On Glassdoor, employees numerically rate how favorably they view their employers. The researchers gathered the ratings and found a positive correlation between positive reviews and firm value as financial flexibility increased.

They also measured productivity in terms of “revenue per employee,” which showed a similar pattern as the employee sentiment gleaned from the Glassdoor ratings.

“In all those tests — for firm value, sentiment and productivity — they only work when a company has enough cash,” Mayew said.

These results contribute to the conversation around the efficacy of such “qualitative” SEC human capital disclosures, Mayew said — previous research for example suggested their lack of substance.

When disclosures are “soft” and not based on objective “materiality thresholds,” he said, combining them with mandatory financial data can help them become informative.
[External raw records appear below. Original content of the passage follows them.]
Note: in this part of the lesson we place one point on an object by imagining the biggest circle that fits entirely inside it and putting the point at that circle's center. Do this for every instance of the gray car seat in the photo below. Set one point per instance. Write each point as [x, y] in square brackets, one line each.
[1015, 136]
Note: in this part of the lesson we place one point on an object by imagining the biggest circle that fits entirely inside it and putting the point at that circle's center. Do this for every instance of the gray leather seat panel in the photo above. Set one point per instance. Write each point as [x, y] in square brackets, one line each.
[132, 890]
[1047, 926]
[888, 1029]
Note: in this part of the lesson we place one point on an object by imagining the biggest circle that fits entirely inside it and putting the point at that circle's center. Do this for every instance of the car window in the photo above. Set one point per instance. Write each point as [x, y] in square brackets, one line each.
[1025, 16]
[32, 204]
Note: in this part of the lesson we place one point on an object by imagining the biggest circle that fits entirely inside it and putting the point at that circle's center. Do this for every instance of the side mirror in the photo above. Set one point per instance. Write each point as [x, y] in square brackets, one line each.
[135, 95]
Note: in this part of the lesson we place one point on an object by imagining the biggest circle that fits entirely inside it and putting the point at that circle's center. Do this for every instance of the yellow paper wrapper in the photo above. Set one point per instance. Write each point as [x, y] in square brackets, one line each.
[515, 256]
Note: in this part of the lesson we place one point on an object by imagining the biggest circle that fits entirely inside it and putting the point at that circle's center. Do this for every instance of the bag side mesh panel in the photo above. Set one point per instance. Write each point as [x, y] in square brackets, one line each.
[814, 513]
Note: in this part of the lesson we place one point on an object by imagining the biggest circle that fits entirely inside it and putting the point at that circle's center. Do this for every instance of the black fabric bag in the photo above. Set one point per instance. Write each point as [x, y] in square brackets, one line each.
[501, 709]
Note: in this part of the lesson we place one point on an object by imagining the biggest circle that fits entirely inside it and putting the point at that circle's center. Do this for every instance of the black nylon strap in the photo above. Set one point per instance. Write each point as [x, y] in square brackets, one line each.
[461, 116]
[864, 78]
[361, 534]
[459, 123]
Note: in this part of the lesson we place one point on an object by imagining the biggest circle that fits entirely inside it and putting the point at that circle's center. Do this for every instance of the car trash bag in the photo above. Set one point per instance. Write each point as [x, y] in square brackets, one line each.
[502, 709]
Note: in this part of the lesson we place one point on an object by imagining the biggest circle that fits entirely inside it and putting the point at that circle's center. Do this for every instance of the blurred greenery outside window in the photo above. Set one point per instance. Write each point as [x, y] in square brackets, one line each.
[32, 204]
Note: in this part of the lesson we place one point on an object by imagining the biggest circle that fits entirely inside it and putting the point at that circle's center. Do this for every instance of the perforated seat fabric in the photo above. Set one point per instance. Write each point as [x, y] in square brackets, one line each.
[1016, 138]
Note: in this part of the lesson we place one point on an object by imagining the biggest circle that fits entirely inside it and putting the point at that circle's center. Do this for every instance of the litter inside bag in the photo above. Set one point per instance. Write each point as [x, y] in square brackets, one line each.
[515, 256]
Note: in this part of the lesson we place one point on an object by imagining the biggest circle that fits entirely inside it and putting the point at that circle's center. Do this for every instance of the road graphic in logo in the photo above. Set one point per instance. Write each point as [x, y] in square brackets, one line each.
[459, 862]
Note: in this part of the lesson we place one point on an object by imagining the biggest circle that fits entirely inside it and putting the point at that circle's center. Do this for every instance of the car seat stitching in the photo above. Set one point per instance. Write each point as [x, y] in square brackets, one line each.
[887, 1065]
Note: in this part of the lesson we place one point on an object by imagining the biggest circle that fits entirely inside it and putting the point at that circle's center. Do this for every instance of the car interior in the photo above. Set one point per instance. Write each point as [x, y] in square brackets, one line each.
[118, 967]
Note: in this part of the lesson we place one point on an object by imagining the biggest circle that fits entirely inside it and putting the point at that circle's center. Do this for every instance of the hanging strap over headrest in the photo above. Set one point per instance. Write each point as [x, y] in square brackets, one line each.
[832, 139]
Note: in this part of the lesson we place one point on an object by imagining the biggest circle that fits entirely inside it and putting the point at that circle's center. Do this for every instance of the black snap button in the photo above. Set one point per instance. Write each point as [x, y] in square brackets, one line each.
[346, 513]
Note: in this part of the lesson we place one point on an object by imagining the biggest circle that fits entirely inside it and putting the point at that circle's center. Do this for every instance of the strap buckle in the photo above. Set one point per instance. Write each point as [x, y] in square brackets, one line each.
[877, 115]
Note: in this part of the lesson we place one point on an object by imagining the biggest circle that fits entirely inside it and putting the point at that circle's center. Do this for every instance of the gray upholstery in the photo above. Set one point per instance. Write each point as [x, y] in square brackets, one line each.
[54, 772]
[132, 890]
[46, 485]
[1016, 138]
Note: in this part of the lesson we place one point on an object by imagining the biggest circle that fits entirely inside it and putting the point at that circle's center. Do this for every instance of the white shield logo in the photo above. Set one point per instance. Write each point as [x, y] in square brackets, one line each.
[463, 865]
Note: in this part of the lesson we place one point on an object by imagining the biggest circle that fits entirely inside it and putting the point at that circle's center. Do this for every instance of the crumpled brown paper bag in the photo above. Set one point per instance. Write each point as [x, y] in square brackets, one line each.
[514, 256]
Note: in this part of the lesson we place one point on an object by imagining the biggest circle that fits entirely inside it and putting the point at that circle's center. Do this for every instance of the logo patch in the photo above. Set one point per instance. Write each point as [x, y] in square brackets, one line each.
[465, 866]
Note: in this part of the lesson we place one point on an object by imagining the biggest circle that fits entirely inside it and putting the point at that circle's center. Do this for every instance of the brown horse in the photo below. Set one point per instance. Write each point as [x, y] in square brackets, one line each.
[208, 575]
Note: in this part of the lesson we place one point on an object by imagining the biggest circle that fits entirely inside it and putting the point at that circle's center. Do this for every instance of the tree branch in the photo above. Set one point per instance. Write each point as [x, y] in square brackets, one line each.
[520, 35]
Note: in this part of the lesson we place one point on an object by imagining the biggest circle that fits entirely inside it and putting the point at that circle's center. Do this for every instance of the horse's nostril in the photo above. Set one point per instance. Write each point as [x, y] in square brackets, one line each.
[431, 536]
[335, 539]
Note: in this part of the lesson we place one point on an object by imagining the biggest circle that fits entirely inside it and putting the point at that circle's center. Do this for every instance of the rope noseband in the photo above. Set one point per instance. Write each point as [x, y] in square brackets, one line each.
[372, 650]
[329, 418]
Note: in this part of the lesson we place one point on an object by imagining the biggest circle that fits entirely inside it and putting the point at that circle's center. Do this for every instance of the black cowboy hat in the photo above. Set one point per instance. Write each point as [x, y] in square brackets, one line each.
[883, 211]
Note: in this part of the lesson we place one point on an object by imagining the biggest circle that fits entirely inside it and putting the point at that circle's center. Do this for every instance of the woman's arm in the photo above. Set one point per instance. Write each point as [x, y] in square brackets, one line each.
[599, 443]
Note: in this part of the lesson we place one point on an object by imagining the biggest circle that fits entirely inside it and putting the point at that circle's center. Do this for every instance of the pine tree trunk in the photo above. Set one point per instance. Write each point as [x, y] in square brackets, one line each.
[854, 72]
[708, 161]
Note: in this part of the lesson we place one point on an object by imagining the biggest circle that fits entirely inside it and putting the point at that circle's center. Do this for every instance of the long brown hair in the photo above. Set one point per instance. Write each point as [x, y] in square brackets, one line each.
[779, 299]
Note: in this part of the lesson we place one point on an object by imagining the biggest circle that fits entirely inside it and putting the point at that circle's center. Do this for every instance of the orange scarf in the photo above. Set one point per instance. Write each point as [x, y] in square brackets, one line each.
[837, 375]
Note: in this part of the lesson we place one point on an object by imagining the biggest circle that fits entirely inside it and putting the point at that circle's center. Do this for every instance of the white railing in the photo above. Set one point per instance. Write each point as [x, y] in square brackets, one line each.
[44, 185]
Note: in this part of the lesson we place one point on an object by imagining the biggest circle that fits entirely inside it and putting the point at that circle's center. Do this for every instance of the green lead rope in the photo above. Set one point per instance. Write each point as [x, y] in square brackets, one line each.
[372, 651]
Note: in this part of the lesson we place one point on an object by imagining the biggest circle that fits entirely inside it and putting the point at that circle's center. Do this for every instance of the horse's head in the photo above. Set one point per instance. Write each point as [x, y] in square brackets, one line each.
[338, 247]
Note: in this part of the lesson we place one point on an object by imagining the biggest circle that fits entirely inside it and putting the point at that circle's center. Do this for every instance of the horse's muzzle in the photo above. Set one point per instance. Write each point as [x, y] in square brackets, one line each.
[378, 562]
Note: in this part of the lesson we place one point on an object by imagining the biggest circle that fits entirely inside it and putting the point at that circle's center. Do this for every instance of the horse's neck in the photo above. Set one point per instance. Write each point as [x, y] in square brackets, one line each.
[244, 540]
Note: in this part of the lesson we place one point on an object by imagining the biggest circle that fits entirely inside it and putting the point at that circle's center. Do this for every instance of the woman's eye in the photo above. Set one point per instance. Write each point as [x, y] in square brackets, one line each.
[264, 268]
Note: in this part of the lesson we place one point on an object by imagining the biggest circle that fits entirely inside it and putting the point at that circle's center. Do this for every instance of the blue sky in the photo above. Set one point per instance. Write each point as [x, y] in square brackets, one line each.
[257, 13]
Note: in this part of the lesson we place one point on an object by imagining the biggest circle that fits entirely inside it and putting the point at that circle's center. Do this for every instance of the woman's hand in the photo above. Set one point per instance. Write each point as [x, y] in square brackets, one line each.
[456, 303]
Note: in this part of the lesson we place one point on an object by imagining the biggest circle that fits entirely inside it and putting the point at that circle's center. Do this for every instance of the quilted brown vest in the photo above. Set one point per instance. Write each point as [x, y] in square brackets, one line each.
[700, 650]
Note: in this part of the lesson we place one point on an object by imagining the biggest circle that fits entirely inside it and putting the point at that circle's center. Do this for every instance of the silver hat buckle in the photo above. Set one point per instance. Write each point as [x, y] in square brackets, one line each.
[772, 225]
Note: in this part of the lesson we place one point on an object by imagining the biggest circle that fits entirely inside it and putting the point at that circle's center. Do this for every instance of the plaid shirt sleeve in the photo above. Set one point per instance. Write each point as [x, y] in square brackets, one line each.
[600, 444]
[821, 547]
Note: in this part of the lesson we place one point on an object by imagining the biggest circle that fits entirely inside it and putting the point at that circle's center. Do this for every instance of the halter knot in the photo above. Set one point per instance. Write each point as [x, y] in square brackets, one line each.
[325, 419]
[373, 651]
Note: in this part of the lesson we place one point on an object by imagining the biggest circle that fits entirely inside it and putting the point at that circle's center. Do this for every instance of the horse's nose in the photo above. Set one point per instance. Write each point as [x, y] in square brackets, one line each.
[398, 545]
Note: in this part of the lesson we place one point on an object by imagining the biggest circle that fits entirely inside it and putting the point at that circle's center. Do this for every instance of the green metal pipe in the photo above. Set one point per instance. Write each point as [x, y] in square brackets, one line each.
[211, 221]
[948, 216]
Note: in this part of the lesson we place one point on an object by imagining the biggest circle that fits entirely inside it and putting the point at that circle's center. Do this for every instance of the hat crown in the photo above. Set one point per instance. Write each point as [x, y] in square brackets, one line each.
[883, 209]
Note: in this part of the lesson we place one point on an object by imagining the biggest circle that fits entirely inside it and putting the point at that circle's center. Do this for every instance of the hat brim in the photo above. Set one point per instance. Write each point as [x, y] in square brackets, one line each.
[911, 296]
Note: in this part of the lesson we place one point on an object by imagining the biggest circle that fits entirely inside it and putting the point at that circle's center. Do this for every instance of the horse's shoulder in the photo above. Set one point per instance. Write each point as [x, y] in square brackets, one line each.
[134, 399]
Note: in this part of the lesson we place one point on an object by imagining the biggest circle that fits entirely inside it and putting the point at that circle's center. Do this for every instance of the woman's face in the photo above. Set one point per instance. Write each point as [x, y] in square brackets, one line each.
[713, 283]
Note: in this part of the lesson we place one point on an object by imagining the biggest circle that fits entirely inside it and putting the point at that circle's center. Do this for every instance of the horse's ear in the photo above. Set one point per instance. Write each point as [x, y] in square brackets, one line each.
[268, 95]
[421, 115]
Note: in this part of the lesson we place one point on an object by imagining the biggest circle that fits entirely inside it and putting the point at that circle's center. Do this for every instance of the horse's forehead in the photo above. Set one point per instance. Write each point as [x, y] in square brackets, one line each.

This theme can also be extended to “Environmental, Social, and Governance” (ESG) reporting, Mayew said.

“It’s hard to compare firms when they have great latitude in what they report.  When are firms actually making investments that are large enough to make a difference?  If you can connect that information to something that's captured in dollar terms in the financial statement - like financial flexibility – that’s when meaning can emerge,” he said.

Should companies have more reserve cash for “rainy days”?

The available data doesn’t allow the identification of a causal connection between well-funded investments on employee welfare and firm value, Mayew said, especially because the disclosure rule introduced by the SEC wasn’t in force before Covid, and it is difficult to determine the “normal” level of human capital investment before 2020.

“But with Covid, some evidence is better than no evidence,” Mayew said.

This evidence of a correlation between human capital investment and higher firm value that is conditional on cash holdings, however, “definitely does not suggest that companies should hold more cash for rainy days,” he said. Extra cash turned out to be useful during Covid, he said, but this doesn’t say anything about the optimal amount of “idle cash” in normal times.

“You can imagine investors complaining about firms that hold big cash balances, because then you're not investing. Now, it turns out, if Covid hits, then you're in good shape. The rest of the 99 years when Covid doesn't hit, are you optimizing firm value or not? That's a long-standing debate,” Mayew said.